VSAT Hybrid dapat membantu menyediakan konektivitas sekaligus redundancy untuk aplikasi yang membutuhkan ketersediaan jaringan tinggi.
Perkebunan
Perkebunan memiliki area operasional yang luas dan sering berada di wilayah dengan infrastruktur komunikasi terbatas. Kantor kebun, mess, gudang, pos keamanan, dan fasilitas operasional dapat membutuhkan koneksi internet.

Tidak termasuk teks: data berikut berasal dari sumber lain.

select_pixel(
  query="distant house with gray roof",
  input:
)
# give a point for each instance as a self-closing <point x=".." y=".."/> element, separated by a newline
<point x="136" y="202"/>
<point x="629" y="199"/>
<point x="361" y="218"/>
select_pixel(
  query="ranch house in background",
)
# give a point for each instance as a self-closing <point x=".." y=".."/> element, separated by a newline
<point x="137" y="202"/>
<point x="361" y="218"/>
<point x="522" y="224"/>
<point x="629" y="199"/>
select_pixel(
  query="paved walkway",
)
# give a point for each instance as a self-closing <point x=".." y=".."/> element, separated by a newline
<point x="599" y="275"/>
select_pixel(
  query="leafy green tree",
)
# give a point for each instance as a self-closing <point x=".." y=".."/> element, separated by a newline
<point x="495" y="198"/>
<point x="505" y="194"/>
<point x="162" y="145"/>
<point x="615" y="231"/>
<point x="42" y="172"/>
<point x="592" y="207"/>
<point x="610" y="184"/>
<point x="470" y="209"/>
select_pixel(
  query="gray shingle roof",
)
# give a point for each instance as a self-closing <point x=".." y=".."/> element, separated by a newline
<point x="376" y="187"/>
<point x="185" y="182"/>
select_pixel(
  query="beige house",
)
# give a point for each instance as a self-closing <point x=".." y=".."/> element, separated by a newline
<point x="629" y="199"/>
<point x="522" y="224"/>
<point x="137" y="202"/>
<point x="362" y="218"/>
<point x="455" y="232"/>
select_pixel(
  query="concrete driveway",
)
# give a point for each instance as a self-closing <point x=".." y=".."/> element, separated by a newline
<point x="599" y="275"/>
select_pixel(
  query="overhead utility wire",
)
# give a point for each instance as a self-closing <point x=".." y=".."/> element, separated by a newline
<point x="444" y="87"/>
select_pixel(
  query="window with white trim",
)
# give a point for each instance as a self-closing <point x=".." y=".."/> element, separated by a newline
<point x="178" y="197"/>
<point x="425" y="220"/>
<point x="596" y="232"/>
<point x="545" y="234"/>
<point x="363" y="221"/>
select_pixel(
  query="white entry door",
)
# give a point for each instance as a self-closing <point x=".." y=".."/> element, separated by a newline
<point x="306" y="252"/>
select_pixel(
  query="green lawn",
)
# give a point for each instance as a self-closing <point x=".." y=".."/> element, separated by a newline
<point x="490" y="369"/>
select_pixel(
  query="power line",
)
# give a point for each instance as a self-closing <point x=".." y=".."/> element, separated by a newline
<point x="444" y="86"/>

Pada kondisi seperti ini, VSAT Hybrid dapat menjadi bagian dari desain jaringan yang menghubungkan lokasi remote dengan pusat operasional.
Industri
Fasilitas industri membutuhkan koneksi untuk sistem operasional, komunikasi internal, monitoring, cloud application, VPN, dan pertukaran data. Gangguan koneksi dapat menghambat pekerjaan pada lokasi yang bergantung pada jaringan.
VSAT Hybrid dapat memberikan jalur alternatif ketika perusahaan membutuhkan tingkat redundancy yang lebih tinggi.
Migas dan Offshore
Lokasi migas, offshore platform, dan fasilitas produksi terpencil membutuhkan konektivitas untuk komunikasi, monitoring, transfer data, serta koordinasi dengan kantor pusat. Kondisi geografis membuat jaringan terrestrial tidak selalu tersedia.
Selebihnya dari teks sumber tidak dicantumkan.